So I cried again in Wolof. For those of you playing along at home, we’re up to four sessions of this class in which I have teared up. Given that this is a class that has only met ten times in the last two months, this is Kind of an Issue.
Don’t get me wrong: I do not want to be crying in class. This is not an attention thing. Something about my teacher’s style simply makes my eyes leak tears like a squid squirts ink. (In all fairness to my body, this one saves me a fortune on bleach.)
It’s not that classes haven’t made me cry before. I tear up easily and mostly define my self worth in terms of academic achievement.* But in every occasion that I can think of doing this sort of massively embarrassing thing, it happened after I left the room. Wolof sucks so hard that I literally cannot keep it together while sitting two feet away from my teacher.

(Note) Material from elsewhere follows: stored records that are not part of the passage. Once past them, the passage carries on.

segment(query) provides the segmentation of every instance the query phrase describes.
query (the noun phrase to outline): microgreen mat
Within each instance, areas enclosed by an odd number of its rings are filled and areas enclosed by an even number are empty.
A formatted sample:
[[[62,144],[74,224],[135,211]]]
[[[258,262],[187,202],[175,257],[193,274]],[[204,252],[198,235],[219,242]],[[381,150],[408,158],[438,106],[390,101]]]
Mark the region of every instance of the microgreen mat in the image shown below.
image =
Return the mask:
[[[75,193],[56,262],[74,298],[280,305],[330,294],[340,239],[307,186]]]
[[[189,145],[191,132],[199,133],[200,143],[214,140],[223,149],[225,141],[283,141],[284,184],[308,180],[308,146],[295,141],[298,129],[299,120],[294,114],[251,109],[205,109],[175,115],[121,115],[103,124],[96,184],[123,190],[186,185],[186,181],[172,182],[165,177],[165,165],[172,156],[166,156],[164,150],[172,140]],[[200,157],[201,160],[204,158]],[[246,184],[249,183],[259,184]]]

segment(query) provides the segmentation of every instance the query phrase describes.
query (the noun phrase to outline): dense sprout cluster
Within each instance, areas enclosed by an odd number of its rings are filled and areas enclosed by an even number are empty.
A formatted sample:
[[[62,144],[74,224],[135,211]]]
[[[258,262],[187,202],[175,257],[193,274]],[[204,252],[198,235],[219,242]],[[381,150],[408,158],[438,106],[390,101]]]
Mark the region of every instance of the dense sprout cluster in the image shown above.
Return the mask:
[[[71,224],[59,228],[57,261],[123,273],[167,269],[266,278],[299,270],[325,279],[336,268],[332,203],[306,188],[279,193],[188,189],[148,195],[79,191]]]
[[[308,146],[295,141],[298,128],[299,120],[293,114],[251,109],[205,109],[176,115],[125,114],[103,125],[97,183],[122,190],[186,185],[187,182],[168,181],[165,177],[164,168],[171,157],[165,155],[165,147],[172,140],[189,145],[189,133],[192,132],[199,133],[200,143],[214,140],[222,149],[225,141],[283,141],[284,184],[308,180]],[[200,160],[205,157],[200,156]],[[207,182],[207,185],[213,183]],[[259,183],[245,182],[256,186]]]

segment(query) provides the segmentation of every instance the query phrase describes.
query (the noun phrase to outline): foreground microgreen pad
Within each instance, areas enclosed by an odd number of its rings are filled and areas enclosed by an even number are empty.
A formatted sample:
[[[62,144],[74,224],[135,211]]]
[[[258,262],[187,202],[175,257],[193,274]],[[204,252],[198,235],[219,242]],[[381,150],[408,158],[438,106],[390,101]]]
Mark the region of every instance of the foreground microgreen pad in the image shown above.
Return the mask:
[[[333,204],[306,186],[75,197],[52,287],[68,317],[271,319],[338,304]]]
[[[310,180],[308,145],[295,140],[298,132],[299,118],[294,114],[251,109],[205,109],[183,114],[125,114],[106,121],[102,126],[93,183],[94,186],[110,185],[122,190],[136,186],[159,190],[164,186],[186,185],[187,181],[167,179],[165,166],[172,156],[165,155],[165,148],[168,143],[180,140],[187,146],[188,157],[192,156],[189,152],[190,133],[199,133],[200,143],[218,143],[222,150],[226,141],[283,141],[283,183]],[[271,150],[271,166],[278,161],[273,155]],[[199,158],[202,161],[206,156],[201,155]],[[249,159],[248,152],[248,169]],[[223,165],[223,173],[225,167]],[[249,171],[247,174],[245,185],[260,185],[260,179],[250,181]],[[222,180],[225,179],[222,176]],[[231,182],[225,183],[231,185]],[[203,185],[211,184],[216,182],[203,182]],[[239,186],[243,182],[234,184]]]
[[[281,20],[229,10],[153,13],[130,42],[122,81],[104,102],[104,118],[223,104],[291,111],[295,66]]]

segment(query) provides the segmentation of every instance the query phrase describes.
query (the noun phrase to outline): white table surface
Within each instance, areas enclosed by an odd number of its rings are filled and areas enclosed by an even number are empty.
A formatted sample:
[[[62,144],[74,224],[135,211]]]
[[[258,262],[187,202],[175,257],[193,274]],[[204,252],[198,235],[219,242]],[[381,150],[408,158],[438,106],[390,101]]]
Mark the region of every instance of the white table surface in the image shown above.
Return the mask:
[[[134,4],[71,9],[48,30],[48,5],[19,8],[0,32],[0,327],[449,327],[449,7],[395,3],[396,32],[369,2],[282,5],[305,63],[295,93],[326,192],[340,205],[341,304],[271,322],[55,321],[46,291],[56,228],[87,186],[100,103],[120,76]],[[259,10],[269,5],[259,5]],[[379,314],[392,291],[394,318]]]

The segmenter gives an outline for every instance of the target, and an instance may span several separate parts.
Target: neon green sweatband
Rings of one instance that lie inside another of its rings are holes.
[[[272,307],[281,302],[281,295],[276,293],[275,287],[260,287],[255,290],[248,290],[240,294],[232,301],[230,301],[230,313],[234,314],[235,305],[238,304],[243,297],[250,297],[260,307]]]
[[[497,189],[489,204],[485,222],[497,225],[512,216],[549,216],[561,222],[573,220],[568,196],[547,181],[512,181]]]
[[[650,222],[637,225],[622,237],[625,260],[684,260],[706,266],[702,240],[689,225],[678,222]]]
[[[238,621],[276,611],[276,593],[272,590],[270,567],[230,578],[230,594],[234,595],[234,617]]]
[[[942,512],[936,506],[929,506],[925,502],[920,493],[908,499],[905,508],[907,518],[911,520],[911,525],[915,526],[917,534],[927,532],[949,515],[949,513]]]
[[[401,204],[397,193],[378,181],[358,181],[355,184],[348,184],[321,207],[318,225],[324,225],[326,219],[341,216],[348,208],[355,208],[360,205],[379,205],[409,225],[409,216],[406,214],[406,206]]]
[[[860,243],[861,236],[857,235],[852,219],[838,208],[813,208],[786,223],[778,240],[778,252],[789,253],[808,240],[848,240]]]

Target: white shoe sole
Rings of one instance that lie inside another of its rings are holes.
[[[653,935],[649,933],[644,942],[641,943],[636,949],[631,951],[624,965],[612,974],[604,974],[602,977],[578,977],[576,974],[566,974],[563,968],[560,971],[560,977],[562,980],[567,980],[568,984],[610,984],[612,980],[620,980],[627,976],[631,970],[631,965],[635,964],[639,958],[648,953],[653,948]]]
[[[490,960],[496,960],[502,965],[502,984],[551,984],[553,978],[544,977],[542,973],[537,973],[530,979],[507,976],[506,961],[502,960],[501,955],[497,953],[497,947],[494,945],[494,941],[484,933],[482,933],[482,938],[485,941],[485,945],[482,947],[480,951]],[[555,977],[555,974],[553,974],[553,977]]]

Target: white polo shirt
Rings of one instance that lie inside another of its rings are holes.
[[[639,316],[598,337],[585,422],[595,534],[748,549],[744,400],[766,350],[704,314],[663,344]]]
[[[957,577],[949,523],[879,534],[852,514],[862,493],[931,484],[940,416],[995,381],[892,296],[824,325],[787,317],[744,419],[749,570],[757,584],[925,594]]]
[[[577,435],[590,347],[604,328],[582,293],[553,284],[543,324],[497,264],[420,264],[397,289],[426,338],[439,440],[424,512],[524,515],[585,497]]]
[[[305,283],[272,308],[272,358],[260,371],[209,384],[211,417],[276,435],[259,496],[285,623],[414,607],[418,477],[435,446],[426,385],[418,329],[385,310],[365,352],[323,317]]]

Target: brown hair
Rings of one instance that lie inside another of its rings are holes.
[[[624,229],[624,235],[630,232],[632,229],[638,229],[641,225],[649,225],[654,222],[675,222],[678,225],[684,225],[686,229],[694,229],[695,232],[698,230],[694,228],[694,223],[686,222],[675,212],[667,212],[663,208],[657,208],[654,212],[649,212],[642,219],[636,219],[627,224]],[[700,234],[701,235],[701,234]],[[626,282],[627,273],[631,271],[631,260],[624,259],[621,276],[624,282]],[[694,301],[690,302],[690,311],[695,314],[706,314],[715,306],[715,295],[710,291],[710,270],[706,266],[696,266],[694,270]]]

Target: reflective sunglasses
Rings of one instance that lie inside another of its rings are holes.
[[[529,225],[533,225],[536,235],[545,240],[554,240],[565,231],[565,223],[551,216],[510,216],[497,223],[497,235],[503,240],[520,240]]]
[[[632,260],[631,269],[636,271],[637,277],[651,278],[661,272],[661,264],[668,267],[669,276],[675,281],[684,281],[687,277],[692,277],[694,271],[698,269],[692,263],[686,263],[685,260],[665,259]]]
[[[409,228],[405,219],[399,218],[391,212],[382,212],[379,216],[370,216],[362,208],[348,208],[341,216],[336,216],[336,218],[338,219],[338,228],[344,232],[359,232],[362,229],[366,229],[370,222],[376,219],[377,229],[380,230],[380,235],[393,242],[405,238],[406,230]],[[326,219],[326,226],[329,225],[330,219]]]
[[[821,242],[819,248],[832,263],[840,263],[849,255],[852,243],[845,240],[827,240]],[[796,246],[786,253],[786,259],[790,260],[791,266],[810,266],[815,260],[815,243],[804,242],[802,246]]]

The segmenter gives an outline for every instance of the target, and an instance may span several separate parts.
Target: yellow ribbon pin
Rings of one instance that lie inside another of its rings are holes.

Something about my teacher’s style prompts this. If I’m being facetious (“facetious” means “impolitely truthful,” right?), I attribute it to his being an asshole.
Mostly I’m just frustrated at failing to learn Wolof no matter how much I study. This is in part because studying for Wolof mostly involves memorizing lists and lists of pronouns, which the Wolof have decided is a better way of handling things than verb conjugation. Sometimes the pronoun sets overlap incompletely, just for fun. Sometimes they indicate different tenses depending on whether the verb you’re using is stative or active. It’s fabulous.
Did I mention that the number system is base five?
But! Back to the part where I lose it in class. Today I got a test back on which I had received a 10/15. Because the Frenegalese lack the American level of grade inflation, this isn’t terrible, but it certainly isn’t good. It was the lowest grade in the class.
After ten minutes of explaining why it was our fault that we had missed the questions in this particular section (on which I had received a 0/2), the Wolof teacher started to look at each person’s individual exam and correct them out loud, just in case we weren’t clear about how we screwed up. I was frustrated that I had missed the points based on a stupid error that I had made consistently.
Because I had missed all of the questions in this section, I was not exactly thrilled when my turn came. Wolof Teacher and I had the following exchange in French in front of the rest of the class.
WOLOF TEACHER: Oh, you missed all the questions.
ME: Yes. I understand why.
WOLOF TEACHER: You should have known them.
ME: Yep. Got it.
WOLOF TEACHER: See, it should have been “laa,” not “mangi.”
ME: I. Understand.
It’s not that I mind having my classmates know that I did poorly. But I do mind someone else telling them that. As you might have guessed from the fact that I write about myself all the damn time on the internet, I like to be able to control the narrative of my own personal failures. Makes me feel all warm inside.
The Wolof teacher constantly takes that away from me, because he really enjoys correcting students in front of the whole class and is not big on individualized praise. (By “not big on” I mean “he still doesn’t know the names of two of the girls in my five-person class.”)
And it would be one thing if my Wolof was improving as a result of this. But my class continues to lag behind everyone else’s sections in terms of curriculum covered, and my Wolof continues to stall.
I am finding it very, very difficult not to make comparisons between this guy and any of my French teachers from the last 9 years, who—for the record—never made me cry and taught me well enough that I now speak French that can be described as “reasonably competent (if somewhat slurred).”
They also took less than two months to teach me how to say that I like something, and gave me exciting things like “nouns.” Those were heady days.
I’m trying to think of a funny way to end this, and I can’t find one. Mostly, I hate that this class takes away any feeling of control that I have over my own learning, and what frustrates me more than the C that I am inevitably going to get in this course is that I will continue to be humiliated twice a class until the end of this semester.
But, gimme a couple days and I swear to god this story will be even funnier than the one about how I headbutted a piano that one time after this guy dumped me while dancing to dubstep in his Family Guy boxers during a birthday party. Because if that is the only control over the situation that I am going to have, I am taking it and not letting go.
* Like 80% of that was a joke. They can pry the Phi Beta Kappa from my cold, dead hands!